W6: Missing Data Flashcards
Name 2 reasons why missing data is problematic.
- Results from non-missing data = biased
- Causes loss of efficiency
What is list-wise deletion?
Analysing only complete cases
E.g discard data in x and z because observation on y is missing
What is MCAR (missing completely at random)?
Missingness completely independent of the estimate of our parameter(s) of interest
E.g dog is the missingness mechanism of homework with missing values regardless of value of homework
Is there an empirical way to determine which missing data assumption is correct? (I.e MCAR / MAR / MNAR?)
No
What is 1 way to assess missing data assumptions?
Sensitivity analysis: what happens to results by comparing imputed data and list-wise deletion
What is MAR (missing at random)?
When missingness is conditionally independent of the unobserved estimate of our parameter(s) of interests
Conditionally dependent on values of variable we observed
E.g dog eats homework only if the student is female
What is MNAR (missing not at random)?
Missingness is associated with the estimate of our parameter(s) of interest
Dependent on unobserved/uncollected values of the outcome of interest
E.g dog eats bad homework, missingness = directly related to the parameters of interest
Will listwise deletion yield biased or unbiased estimates for
a) MCAR?
b) MAR?
c) MNAR
a) Unbiased
b) Possible to recover unbiased estimates if the variables missing values are conditioned on are present
But biased if only using complete cases (i.e from list wise deletion)
c) Cannot recover unbiased estimates (data needed to recover them is itself missing)
What are multiple imputations?
Estimation of new value for the missing value over multiple datasets
What is the outcome of multiple imputations?
Pooled estimates (includes sampling uncertainty (V hat) so it’s not called average estimates)
What type of uncertainty/variation is calculated in each imputed dataset?
Sampling variation, overall uncertainty estimate (V hat)
What 3 types of variation/uncertainty does the average of a set of imputed estimates (i.e. pooled estimates) have? These add up to total uncertainty
- Sampling variation (V hat)
- Between-imputed dataset variation / Missing data uncertainty
(estimate of uncertainty from changes in imputed missing data itself across imputed datasets) - Uncertainty from not generating an infinite number of imputed datasets (B/M)

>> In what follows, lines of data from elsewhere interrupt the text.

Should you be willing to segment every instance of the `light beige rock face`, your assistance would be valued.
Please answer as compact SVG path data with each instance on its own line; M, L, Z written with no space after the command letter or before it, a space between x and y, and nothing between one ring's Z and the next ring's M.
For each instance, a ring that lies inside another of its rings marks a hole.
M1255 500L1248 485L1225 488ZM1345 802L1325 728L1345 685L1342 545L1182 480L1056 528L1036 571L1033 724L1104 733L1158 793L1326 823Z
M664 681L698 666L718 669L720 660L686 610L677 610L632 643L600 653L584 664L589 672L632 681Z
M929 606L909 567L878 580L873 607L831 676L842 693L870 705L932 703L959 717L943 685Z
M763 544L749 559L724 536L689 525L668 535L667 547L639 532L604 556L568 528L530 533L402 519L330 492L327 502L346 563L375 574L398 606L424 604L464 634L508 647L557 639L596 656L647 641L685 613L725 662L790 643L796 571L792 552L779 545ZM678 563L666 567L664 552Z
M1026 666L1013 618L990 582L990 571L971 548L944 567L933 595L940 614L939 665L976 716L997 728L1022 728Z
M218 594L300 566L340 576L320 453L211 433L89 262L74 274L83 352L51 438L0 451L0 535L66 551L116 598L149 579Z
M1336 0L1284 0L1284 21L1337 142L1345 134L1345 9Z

What can you do to lower the level of uncertainty in multiple imputations?
Is it a good solution?
Increase m, the number of imputed datasets
No, get diminishing returns and slow analysis
How many imputed datasets are recommended?
25-100
MI steps in R (step 1)
What dataset do you start with?
Raw dataset with missing data
MI steps in R (step 2)
What are missing values filled with?
Initial estimates e.g mean, random numbers from observed data range
MI steps in R (step 3)
What model is built for each variable with missing data using other variables?
Prediction model, GLMs commonly used as these models but can use any
MI steps in R (step 4)
What is the prediction model used for?
To predict missing data
These predictions do not capture uncertainty. We only want uncertainty in imputations, not data (predictions) used to build imputation model
MI steps in R (step 5)
What steps are repeated for a complete dataset (reach convergence)?
step 2 (fill in missing values with initial estimates)
step 3 (build a prediction model based on step 2)
Are iterations and multiple imputed datasets the same thing?
No. Iterations occur at each MI dataset.
What is the problem with prediction models with GLMs when using small datasets (e.g 100 people)?
GLMs require a sample size larger than the number of predictors
In small datasets= possible to have more variables than people
What is the problem with prediction models with GLMs that specifies interactions?
GLMs only include interactions between variables when specified by analysts, and often don’t know what that needs to be
What does the margin plot (augmented scatter plot) show?
Variable X value when Variable Y is missing (conditional missingness)
Scatterplot of non missing data between 2 continuous variables with margins showing where missing data are
What are 2 ways in which identifying patterns of missing data is useful?
- Whether there’s enough overlap of relevant variables to predict missingness
- Unexpected patterns that might indicate problems with data